Минута, другая — и городок погружается в сумерки, начиная с нижних улиц. Виллы и шале, выстроенные ближе к небу и свету, еще видят кусочек солнечного диска — но счет времени уже идет на минуты. Белые облака розовеют, красный отсвет ложится на заснеженные вершины, вызывая безотчетную тревогу и пробуждая память…
Доктор вспомнил себя прежним, еще молодым, упрямым и почти обессилевшим от напряжения. Тогда, на закате, ему пришлось туго. Обломком ракушки он перепилил веревку; освободившись от пут, затаился, а когда надзиратели отвернулись, перевалился через борт деревянного судна и мягко, без всплеска соскользнул в воду. Не всякий пловец справится с такой дистанцией — но он, воспитанный на холодной реке, доплыл до берега быстрее, чем причалила неповоротливая посудина.

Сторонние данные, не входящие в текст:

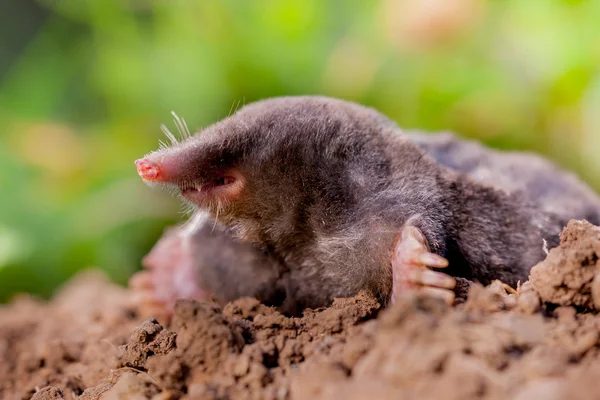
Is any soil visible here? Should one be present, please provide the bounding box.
[0,221,600,400]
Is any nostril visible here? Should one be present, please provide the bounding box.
[135,158,160,181]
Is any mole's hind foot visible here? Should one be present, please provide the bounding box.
[129,229,211,316]
[391,225,456,304]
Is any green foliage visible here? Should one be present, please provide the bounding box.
[0,0,600,300]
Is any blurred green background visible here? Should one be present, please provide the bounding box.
[0,0,600,300]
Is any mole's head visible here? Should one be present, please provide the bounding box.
[136,97,392,245]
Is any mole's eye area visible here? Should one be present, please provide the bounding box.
[179,170,246,205]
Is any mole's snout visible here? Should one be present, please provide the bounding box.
[135,158,163,182]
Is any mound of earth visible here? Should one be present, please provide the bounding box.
[0,221,600,400]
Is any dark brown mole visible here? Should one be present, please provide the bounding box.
[136,96,600,312]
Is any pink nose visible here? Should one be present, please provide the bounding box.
[135,158,162,181]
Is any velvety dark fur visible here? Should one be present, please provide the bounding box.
[148,97,600,309]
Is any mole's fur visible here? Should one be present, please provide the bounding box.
[138,96,600,309]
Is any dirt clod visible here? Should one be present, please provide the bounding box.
[0,221,600,400]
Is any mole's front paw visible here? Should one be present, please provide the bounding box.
[129,230,211,316]
[391,225,456,304]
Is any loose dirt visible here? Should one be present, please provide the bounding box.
[0,221,600,400]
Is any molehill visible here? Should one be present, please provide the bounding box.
[0,221,600,400]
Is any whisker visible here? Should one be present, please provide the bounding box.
[158,139,169,150]
[210,201,221,234]
[234,99,242,114]
[160,124,178,144]
[181,118,192,139]
[227,100,235,117]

Эх, было б темно — он попробовал бы прокрасться мимо разбойничьего лагеря, подняться на меловую гору — а там ищи его свищи! Но нет: моряки уже прокричали про беглого, и бандиты бросились на поиски. Бежать вдоль кромки прибоя? Бессмысленно! Дальше валунов, омываемых пенистыми волнами, ему не уйти. Путь один — наверх!
Не дожидаясь приближения погони, беглец бросился к уступу меловой скалы, подпрыгнул, уцепился за выступ, подмытый штормами, подтянулся и принялся спешно карабкаться по отвесному обрыву. Когда разномастная толпа негодяев, промышлявших на пустынном берегу чем только удавалось, подбежала, он был уже высоко.
Подниматься приходилось медленно: непомерная крутизна утеса не давала откинуть голову и осмотреть стену. Помогали норки, прорытые береговыми стрижами, да кремни, торчащие из-под мела, размытого дождями и сдутого ветрами.
«Почему не стреляют? — думал беглец, осторожно ощупывая трещины в серовато-белом камне. — Или я уже слишком высоко поднялся?»
Холод внезапной догадки вдруг пронзил его сознание. Пока он карабкается, медленно продвигаясь вверх, у его врагов есть время для обхода. Когда он взберется на скалу — если еще сумеет — его встретят разбойники. Подхватят под руки, вытащат на траву…
Первым делом полоснут ножом поперек сухожилий, чтоб больше не бегал, после приволокут в свой лагерь и примутся выворачивать ему руки и ноги, растягивая и разрывая тело веревками. А когда он перестанет кричать, вися крестом над землей, разведут под ним небольшой костер — ведь негоже пленнику царских кровей мерзнуть — и отправятся спать. Утром, если он не умрет, развлечение продолжится.